As for what we need to proceed on a book of stories concept-- first we need to come up with a format, a rough guess at how many stories / chapters we'll need. Whether the stories are going to be woven together (interwoven) somehow or whether they will each stand separately but along a common theme. How they will be published-- whether to put them as blog posts, wherein Open Salon may automatically have some publication rights or other rights. We'll have to talk with them about that. And probably other stuff too. None of it sounds onerous, just a lot of details to pull together to coordinate the project.
I am away for the weekend starting in the am and am not likely to be able to participate, or at least not much, until we get back on Sunday.
Until then, please everyone talk it up-- this idea needs to grow into a community effort. Bstrangely, ApacheSavage, Mission, Scanner, and a number of other people have already pledged time or chapters. As far as effort pledged, the concept is already starting to take hold.
So please everybody keep talking it out, keep thinking, come up with ideas, issues, problems-- anything at all that we need to think about, whether its pro or con, so we can work out strategies and solutions.
We CAN do this. Yes we can.
it is so easy to do these things now, yet we still have such a hard time getting started. if nothing else, i hope that people will think deeply about their own inertia in the face of disaster. collectively, we still freeze instead of fighting or fleeing.
but we don't have to. take care. we'll see you when you get back...
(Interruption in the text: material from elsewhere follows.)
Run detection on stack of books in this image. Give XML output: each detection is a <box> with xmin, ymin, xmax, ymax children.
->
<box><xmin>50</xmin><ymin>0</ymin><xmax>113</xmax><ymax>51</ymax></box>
mr. e -- i love what you've proposed. i don't have any ideas right now because getting published is a bitch, especially now and i don't want to be negative. i like the auction idea. i wish we could put together a book of ideas and help for people in these situations along with stories with a happy or okay ending. i know that no one i know wants to hear my tale of woe, so i'm speaking from experience. i make things funny so make them accessible. enough from me. i'll see if i have anything to auction. i need to sell my own stuff for money... love love love and gratitude for all the ideas and brainstorming. i'm sorry taht i'm no help with all of this.
thank you so much, b, for doing this. i don't understand that thing in your bio. it makes me nervous.
fear not my bio. that just means i want people to steal my content. i'm being totally serious. you can see more about creative commons here:
http://creativecommons.org/
you have a kind heart! it's so good of you to think of others when you're struggling too. hopefully, we can maintain some momentum with these ideas and turn it into a fund for anyone who needs a bit more to get by.
i am in no way endorsing ebay (she said, though she can't see the ads popping up on this page...). i have an account, but this is my first time as a seller. if you would prefer to use etsy or some other resource, or if you already have a store front, please go ahead and use that. i'm not trying to get folks to sign up for accounts they don't want or need. hope that answers your question!
but that's no reason to put off trying. i've carried these things with me for years, and i needed a push to start selling them. it wasn't something i could do by myself.
community is circular. we're helping each other.